Can I get some motivation over here?

Being sick has given me some time to contemplate on a thing or two.

This is week three of WW and my 5K training program. I can only say I am highly discouraged.  Why?  I will tell you.

First of all.  I do not enjoy dieting.  I know, I know, WW is supposed to be a lifestyle, not a diet!  I call BULLSHIT.  What kind of lifestyle has a person obsessing over every last little bite of food?!?  I don't want to have a panic attack over one lousy point or freak out because I ate 3/4s a cup of something and not 2/3rds.  So damn irritating!  Since the diet I have been cooking for myself and also for my family.  That is twice the work!  How long can I keep this up?  Certainly not lifestyle long. I eat the same dinner almost every day; zero point soup, salad with ONE tablespoon of dressing, and HALF a bagel with ONE tablespoon of light cream cheese. 

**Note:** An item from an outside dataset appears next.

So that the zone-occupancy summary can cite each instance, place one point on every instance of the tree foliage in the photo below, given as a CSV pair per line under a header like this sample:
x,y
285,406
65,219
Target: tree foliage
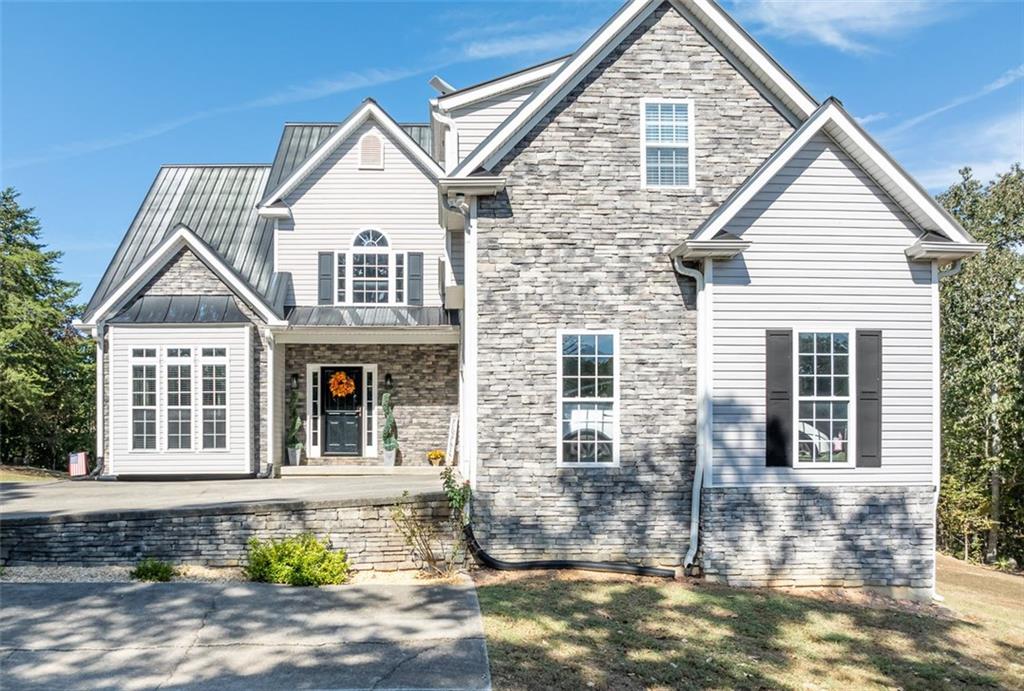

None of this is normal eating behavior.  NONE of it. 

Secondly, running is kicking my ass.  I am no good at cardio for real.  I can handle cardio for warm up, but cardio for real is killing me. I'm old, out of shape, and not athletic!  I am NOT an athlete. Never was.  I was not into sports during school. I was into keggars. 

I honestly do not know why I am doing this to myself.

Is twenty pounds really worth all of this trouble??  What do I do if I lose twenty pounds? Continue on this path like a mad woman?  Stop running and stop counting and start gaining?? 

Sweet Jesus this is difficult.  Now where is that bitch Jillian so she can come and kick my ass?